Sebagai Menteri Perdagangan, Gita Wirjawan menekankan isu pembangunan ekonomi Indonesia dan kaitannya dengan kemahasiswaan dengan berdasarkan kearifan lokal. Bahwa dalam 20 sampai 30 tahun ke depan, Indonesia akan dapat mengalami kemaujuan ekonomi yang pesat apabila masyarakatnya bangga berbangsa. Sering kita mendengar cerita Indonesia mengekspor bahan-bahan mentah ke luar negeri hanya untuk mengimpor barang hasil olahan dari yang kita ekspor dengan harga yang berkali-kali lipat mahalnya. Kita harus bisa untuk tidak hanya menyediakan natural resources, tetapi juga menambah nilai. Caranya? Dimulai dari pendidikan. Peka terhadap kemajuan teknologi, demokrasi, budaya, dan ekonomi.
Banyak tantangan yang harus dihadapi pemimpin masa depan untuk siap dalam persaingan global. Melawan tantangan zaman. Menjawab permintaan masyarakat yang beragam. Be nationalistic and internationalistic, both at the same time.

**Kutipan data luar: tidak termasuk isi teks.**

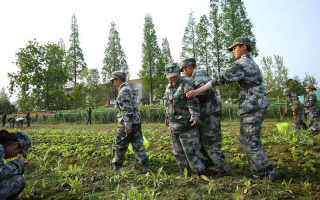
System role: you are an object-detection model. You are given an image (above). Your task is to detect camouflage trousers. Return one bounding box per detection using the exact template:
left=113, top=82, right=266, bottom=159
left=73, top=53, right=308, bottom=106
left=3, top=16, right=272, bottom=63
left=0, top=175, right=26, bottom=200
left=307, top=111, right=319, bottom=131
left=171, top=127, right=205, bottom=174
left=112, top=123, right=149, bottom=167
left=239, top=107, right=275, bottom=176
left=198, top=114, right=226, bottom=171
left=293, top=110, right=308, bottom=131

Berbeda dengan WANADRI yang menggarisbawahkan tema cinta tanah air. Indonesia memiliki wilayah yang sangat unik, dengan adanya cincin gunung merapi, lautan dengan serpihan pulau-pulau, kayanya sumber daya alam. Mereka membuktikan rasa nasionalisme mereka dengan menjelajahi berbagai wilayah tersebut, mendaki gunung-gunung, menancapkan simbol Indonesia di puncaknya. Mengembangkan karakter yang berani dan orisinil dalam prosesnya. "Sadar diri, sadar lingkungan, sadar tujuan," begitu mereka berpesan. Satu hal yang saya sangat ingat, mereka menyatakan bahwa orientasi masyarakat Indonesia saat ini lebih ke daratan, yang berarti budaya menyebar dari arah utara ke selatan, padahal zaman kejayaan Sriwijaya dulu justru kebalikannya. Lautan menjadi orientasi, budaya mengarah dari selatan ke utara, buktinya? Nusantara dahulu menguasai banyak wilayah di Asia Tenggara.

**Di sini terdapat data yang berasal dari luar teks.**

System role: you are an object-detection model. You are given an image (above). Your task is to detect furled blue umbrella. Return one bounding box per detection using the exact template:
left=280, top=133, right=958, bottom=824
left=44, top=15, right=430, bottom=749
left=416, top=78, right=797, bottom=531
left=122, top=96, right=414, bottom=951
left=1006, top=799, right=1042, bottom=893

Untuk kemandirian dan kesejahteraan bangsa, Bu Tri Mulyani berpegang terhadap integritas dan kompetensi pemuda. Untuk membaca Indonesia dengan baik, seseorang harus memadukan pengetahuan dan perasaannya. Masyarakat Indonesia saat ini masih hanya menjadi kuli-kuli belaka. Sumber daya lokal termiskinkan oleh anggapan ekonomi yang hanya mementingkan peningkatan pertumbuhan, bukan kepentingan rakyat dengan kepedulian terhadap kemanusiaan dan keberlanjutan lingkungan. Solusinya? Kewirausahaan sosial, dengan landasan bahwa setiap orang adalah unik. Setiap orang dari mereka dapat bekontribusi untuk kemajuan Indonesia dengan cara mereka masing-masing, melakukan kegiatan yang disukai dengan sebaik-baiknya, dengan adanya rasa.

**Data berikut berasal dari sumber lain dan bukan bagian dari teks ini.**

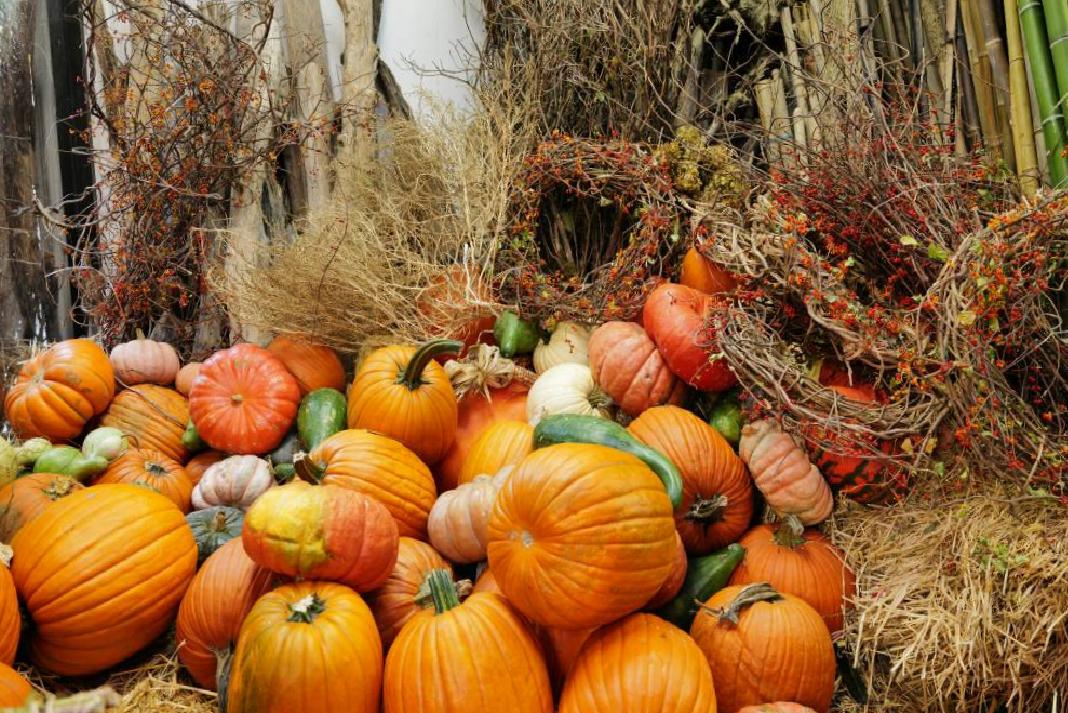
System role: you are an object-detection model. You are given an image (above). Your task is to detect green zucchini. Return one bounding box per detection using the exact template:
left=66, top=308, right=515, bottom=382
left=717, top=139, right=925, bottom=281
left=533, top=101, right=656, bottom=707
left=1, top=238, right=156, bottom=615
left=656, top=542, right=745, bottom=631
left=297, top=389, right=348, bottom=450
left=534, top=413, right=682, bottom=508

Mungkin yang paling mengena bagi saya adalah perspektif dari Kak Saska, founder lembaga Riset Indie. Kegiatan lembaga penelitian do it yourself ini adalah satu hal paling nyata yang dapat dilakukan pemuda untuk menggagaskan perubahan. Bahwa segala sesuatu yang besar bermulai dari hal kecil. Bahwa dengan kolaborasi dapat dihasilkan sesuatu yang bermanfaat. Bahwa proses adalah segalanya.